Je déteste aller voir un film lorsqu’il est tiré d’un livre que j’ai lu et aimé. Cela m’est arrivé une seule fois, il y a bien longtemps ; il s’agissait du film Les cavaliers inspiré du roman de Joseph Kessel. C’était un livre que j’avais adoré ; j’avais dû le lire une bonne dizaine de fois ; chaque fois avec un plaisir renouvelé, une curiosité aiguisée, un pouvoir d’évocation intact. J’ignorais tout de l’Afghanistan, je ne savais rien du jeu cruel du Bouskachi et je savais à peine monter à cheval. Et pourtant, j’avais senti dans ma bouche le goût puissant du palao, ce riz mêlé de graisse d’agneau, j’avais brûlé mes lèvres au thé « lourd en sucre », j’avais respiré l’air raréfié des hauts plateaux ; j’avais vu de mes yeux ces sentiers terrifiants découpés à flancs de falaise sur lesquels les mules elles-mêmes refusaient de s’engager ; j’avais ressenti au plus profond de moi un immense désarroi face à ce père trop grand, trop exigeant pour lui-même et pour les autres. J’avais à chaque lecture mobilisé tout ce que j’avais en moi pour donner vie nouvelle aux mots de Joseph Kessel. Alors, lorsque furent projetées sur cet écran immense les images d’un autre, j’en conçus une extrême déception. Non pas que le film fût mauvais ; en fait, il était assez fidèle au roman. Mais je me sentis dépossédé de mon pouvoir de création, privé de mon droit d’imaginer, condamné à passer sous le joug de la vision d’un autre que m’imposaient des images irréfutables.
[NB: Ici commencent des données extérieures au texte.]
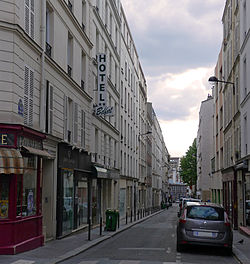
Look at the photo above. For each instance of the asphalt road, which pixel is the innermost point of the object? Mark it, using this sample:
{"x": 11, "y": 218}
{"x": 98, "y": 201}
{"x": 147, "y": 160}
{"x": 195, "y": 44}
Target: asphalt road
{"x": 150, "y": 242}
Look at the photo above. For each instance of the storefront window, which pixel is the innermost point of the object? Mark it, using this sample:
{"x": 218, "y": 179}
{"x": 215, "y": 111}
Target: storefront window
{"x": 68, "y": 201}
{"x": 19, "y": 195}
{"x": 4, "y": 195}
{"x": 29, "y": 186}
{"x": 82, "y": 212}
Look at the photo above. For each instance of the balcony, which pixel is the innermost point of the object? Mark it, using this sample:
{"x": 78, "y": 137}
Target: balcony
{"x": 70, "y": 6}
{"x": 69, "y": 71}
{"x": 48, "y": 49}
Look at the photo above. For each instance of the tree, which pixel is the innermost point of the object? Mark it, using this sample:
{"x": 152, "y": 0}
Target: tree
{"x": 189, "y": 166}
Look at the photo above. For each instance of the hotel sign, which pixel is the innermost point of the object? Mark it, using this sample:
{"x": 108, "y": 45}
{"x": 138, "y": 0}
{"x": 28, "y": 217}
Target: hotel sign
{"x": 101, "y": 108}
{"x": 7, "y": 139}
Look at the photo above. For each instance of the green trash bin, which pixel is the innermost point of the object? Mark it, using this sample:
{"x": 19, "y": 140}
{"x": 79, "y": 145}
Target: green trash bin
{"x": 111, "y": 220}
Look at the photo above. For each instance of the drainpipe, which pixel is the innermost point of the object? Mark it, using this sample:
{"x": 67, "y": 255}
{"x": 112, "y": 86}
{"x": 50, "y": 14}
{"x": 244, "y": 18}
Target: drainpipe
{"x": 42, "y": 81}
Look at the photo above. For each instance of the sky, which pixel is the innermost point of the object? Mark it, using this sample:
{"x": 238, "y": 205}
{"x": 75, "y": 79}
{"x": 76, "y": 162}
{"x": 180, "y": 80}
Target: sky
{"x": 178, "y": 42}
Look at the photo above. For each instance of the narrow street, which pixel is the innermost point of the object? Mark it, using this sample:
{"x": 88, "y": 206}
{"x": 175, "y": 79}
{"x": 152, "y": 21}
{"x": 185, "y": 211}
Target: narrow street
{"x": 152, "y": 241}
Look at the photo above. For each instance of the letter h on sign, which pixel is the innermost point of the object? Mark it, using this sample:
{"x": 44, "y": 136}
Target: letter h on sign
{"x": 101, "y": 60}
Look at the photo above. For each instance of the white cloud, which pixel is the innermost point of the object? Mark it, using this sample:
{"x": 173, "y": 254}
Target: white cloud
{"x": 178, "y": 96}
{"x": 179, "y": 135}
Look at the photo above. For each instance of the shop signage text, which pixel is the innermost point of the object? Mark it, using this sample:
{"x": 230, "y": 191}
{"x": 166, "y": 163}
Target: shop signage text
{"x": 7, "y": 139}
{"x": 101, "y": 108}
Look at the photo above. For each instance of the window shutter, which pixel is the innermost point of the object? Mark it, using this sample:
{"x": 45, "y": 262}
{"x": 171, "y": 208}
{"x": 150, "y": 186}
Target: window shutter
{"x": 51, "y": 99}
{"x": 26, "y": 95}
{"x": 82, "y": 129}
{"x": 75, "y": 122}
{"x": 65, "y": 115}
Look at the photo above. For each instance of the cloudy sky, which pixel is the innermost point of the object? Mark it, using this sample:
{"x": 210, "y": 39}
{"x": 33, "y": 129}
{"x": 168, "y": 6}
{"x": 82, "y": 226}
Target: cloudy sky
{"x": 178, "y": 42}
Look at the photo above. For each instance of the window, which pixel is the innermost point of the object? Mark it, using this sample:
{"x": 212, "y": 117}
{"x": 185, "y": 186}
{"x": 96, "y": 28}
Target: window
{"x": 4, "y": 195}
{"x": 84, "y": 14}
{"x": 28, "y": 96}
{"x": 49, "y": 31}
{"x": 29, "y": 14}
{"x": 49, "y": 108}
{"x": 70, "y": 55}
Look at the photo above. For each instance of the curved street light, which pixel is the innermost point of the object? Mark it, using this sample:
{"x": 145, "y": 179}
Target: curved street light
{"x": 214, "y": 79}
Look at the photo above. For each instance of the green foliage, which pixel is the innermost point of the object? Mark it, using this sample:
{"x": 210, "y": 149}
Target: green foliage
{"x": 189, "y": 165}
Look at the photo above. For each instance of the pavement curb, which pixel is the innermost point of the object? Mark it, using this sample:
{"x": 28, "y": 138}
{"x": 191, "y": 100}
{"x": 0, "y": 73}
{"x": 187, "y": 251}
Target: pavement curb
{"x": 97, "y": 241}
{"x": 242, "y": 258}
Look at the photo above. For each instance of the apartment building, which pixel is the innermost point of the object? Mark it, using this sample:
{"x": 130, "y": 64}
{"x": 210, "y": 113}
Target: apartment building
{"x": 73, "y": 129}
{"x": 244, "y": 81}
{"x": 205, "y": 149}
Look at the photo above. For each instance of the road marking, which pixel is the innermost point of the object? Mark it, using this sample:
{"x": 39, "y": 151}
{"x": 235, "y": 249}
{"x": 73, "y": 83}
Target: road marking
{"x": 23, "y": 261}
{"x": 89, "y": 262}
{"x": 158, "y": 249}
{"x": 130, "y": 262}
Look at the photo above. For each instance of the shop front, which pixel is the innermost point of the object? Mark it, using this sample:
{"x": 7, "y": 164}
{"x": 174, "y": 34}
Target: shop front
{"x": 21, "y": 152}
{"x": 73, "y": 186}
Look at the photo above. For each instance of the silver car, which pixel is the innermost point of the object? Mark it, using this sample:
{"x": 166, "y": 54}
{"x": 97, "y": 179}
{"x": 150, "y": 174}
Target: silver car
{"x": 204, "y": 224}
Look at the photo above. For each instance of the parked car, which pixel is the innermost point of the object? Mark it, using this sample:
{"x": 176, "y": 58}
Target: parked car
{"x": 205, "y": 224}
{"x": 183, "y": 203}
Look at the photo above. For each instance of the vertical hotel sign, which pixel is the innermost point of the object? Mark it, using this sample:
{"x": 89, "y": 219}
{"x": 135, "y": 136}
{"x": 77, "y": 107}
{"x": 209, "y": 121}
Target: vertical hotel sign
{"x": 101, "y": 108}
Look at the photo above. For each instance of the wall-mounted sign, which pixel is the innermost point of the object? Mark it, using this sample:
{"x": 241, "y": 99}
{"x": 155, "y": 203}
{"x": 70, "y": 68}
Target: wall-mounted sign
{"x": 101, "y": 108}
{"x": 20, "y": 107}
{"x": 7, "y": 139}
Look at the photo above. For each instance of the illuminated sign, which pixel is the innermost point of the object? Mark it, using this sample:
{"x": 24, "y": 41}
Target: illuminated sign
{"x": 101, "y": 108}
{"x": 7, "y": 139}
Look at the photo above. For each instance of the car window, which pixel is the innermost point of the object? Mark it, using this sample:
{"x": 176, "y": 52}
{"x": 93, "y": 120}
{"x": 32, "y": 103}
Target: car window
{"x": 205, "y": 212}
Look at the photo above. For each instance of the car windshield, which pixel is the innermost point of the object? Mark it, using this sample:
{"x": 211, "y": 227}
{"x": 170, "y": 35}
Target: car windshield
{"x": 205, "y": 212}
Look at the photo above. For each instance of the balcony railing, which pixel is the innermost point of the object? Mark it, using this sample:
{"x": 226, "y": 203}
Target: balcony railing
{"x": 70, "y": 6}
{"x": 48, "y": 49}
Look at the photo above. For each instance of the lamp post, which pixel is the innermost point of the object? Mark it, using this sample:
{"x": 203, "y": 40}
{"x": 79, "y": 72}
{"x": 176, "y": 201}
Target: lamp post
{"x": 214, "y": 79}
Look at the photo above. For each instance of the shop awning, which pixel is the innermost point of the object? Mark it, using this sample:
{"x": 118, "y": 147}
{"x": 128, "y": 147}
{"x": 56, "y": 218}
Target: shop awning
{"x": 11, "y": 161}
{"x": 101, "y": 172}
{"x": 38, "y": 152}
Les images, bien plus que les mots, entravent notre imagination. Les mots imposent certes des règles à notre imagination ; ils guident ses comportements, endiguent ses débordements, mais ils l’invitent à couler vive et fraîche ; chaque fois plus vive et chaque fois plus fraîche. Les images, elles, ne lui concèdent qu’une marge étroite. Elles suscitent, bien sûr, sensations et sentiments ; elles font monter aux yeux des larmes, provoquent notre indignation, nous font frissonner d’effroi ou éclater de rire. Mais, trop directement liées aux réalités perceptibles, les images ne sauront jamais, comme les mots, faire vibrer une imagination qui puise son expression dans l’intimité profonde de chacun de nous.
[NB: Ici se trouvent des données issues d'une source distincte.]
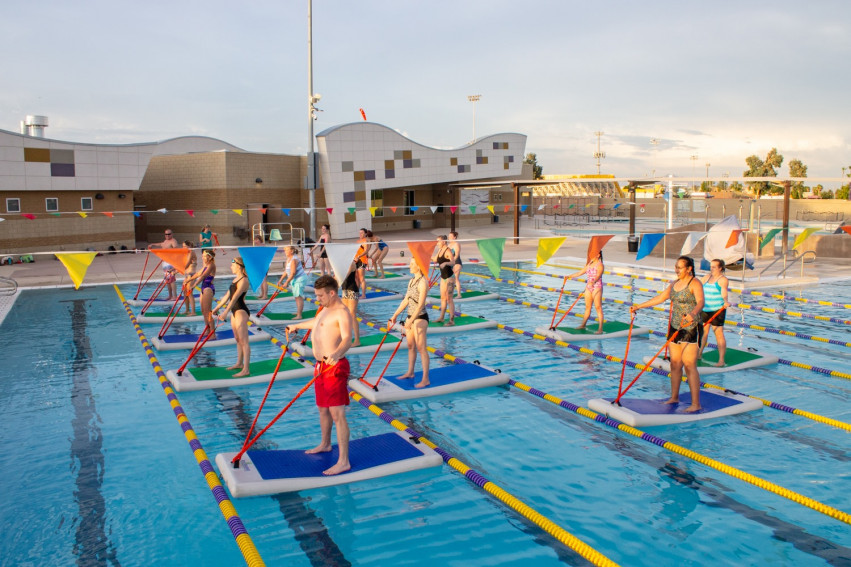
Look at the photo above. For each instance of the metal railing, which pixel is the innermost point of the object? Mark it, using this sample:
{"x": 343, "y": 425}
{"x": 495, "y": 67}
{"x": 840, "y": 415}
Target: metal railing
{"x": 8, "y": 286}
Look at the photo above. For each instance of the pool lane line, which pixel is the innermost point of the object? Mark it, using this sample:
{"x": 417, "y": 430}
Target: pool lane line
{"x": 747, "y": 306}
{"x": 526, "y": 511}
{"x": 238, "y": 530}
{"x": 740, "y": 291}
{"x": 623, "y": 302}
{"x": 695, "y": 456}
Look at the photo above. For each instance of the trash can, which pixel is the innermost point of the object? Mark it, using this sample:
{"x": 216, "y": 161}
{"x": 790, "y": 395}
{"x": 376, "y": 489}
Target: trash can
{"x": 632, "y": 243}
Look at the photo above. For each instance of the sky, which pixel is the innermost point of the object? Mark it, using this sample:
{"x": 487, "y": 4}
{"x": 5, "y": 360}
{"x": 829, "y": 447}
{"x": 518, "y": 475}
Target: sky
{"x": 718, "y": 80}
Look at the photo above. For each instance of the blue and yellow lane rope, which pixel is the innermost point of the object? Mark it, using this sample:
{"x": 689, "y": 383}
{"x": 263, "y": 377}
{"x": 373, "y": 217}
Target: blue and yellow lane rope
{"x": 695, "y": 456}
{"x": 240, "y": 533}
{"x": 514, "y": 503}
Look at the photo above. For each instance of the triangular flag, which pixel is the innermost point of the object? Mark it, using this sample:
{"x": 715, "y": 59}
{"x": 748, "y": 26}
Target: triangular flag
{"x": 734, "y": 237}
{"x": 176, "y": 257}
{"x": 547, "y": 247}
{"x": 491, "y": 250}
{"x": 341, "y": 257}
{"x": 257, "y": 260}
{"x": 421, "y": 251}
{"x": 769, "y": 236}
{"x": 691, "y": 241}
{"x": 77, "y": 263}
{"x": 648, "y": 243}
{"x": 596, "y": 244}
{"x": 804, "y": 235}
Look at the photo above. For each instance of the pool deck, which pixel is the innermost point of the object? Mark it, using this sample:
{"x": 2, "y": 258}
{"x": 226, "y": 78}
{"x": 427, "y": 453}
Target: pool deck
{"x": 127, "y": 266}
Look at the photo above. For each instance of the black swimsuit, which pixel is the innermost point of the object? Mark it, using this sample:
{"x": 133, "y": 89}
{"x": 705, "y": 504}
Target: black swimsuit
{"x": 239, "y": 302}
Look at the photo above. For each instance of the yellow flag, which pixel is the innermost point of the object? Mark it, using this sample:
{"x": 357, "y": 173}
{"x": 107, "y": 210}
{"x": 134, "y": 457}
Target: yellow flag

Loin de moi l’idée de dénier à l’image toute capacité de signification pour la réduire à n’être qu’une copie plus ou moins fidèle de la réalité ; une image a bien sûr le pouvoir de dire autre chose que ce qu’elle montre. Le rameau d’olivier dessiné ou peint, s’il renvoie bien à un élément végétal que nos yeux peuvent voir dans la nature, n’en signifie pas moins dans nos cultures « paix » et « conciliation ». Une publicité qui place une eau de toilette au milieu du désert veut signifier, par là, la quête éperdue d’une fraîcheur longtemps espérée. Au-delà de ce qu’elles représentent du monde, les images peuvent ainsi être investies d’une signification particulière. Pour autant, cela n’en fait en aucun cas un langage. Parler du « langage de l’image » est au mieux une métaphore, au pire révèle une méconnaissance totale de ce qu’est le langage de l’homme. Il est d’ailleurs utile de rappeler que chaque fois qu’un publicitaire veut préciser la signification d’une image, il appelle la langue à la rescousse afin d’assurer une juste transmission de l’information. La langue donne ainsi à l’image figurative un peu plus de sécurité lorsque cette dernière tente de dépasser son rapport direct et immédiat au réel.
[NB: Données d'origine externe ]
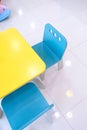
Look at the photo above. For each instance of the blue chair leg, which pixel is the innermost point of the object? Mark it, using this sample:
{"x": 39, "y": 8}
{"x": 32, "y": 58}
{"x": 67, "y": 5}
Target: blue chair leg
{"x": 1, "y": 112}
{"x": 60, "y": 64}
{"x": 42, "y": 76}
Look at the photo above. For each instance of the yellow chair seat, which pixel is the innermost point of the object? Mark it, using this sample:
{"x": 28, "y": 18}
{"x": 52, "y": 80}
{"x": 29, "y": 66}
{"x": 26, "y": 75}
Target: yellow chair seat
{"x": 18, "y": 62}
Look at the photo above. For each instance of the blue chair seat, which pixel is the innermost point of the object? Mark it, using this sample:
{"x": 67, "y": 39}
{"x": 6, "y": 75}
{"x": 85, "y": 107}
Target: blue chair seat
{"x": 5, "y": 14}
{"x": 52, "y": 47}
{"x": 46, "y": 54}
{"x": 24, "y": 106}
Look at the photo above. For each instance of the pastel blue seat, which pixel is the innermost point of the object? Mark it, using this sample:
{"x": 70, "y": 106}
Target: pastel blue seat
{"x": 52, "y": 47}
{"x": 5, "y": 14}
{"x": 24, "y": 106}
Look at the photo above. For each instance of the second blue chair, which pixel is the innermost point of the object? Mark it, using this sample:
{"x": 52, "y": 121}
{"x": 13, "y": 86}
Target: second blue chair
{"x": 51, "y": 49}
{"x": 24, "y": 106}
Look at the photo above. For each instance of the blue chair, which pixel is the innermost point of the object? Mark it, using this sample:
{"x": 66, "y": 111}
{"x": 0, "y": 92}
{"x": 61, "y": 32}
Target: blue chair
{"x": 24, "y": 106}
{"x": 5, "y": 13}
{"x": 53, "y": 46}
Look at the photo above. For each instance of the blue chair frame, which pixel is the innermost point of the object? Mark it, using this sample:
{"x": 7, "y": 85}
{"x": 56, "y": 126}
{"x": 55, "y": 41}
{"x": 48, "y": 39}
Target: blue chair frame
{"x": 5, "y": 14}
{"x": 24, "y": 106}
{"x": 53, "y": 46}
Le langage est ainsi le complément naturel de l’image à laquelle il prête son cadre conceptuel. Pourvoyeur de signification, il n’est ni l’ennemi ni le clone de l’image ; il en est le révélateur parfois pertinent, souvent complaisant mais toujours nécessaire. En cela, l’un et l’autre, avec des ambitions inégales, contribuent à la construction collective du sens : l’image grâce au langage sollicite et mobilise nos intelligences singulières et les invitent à l’échange.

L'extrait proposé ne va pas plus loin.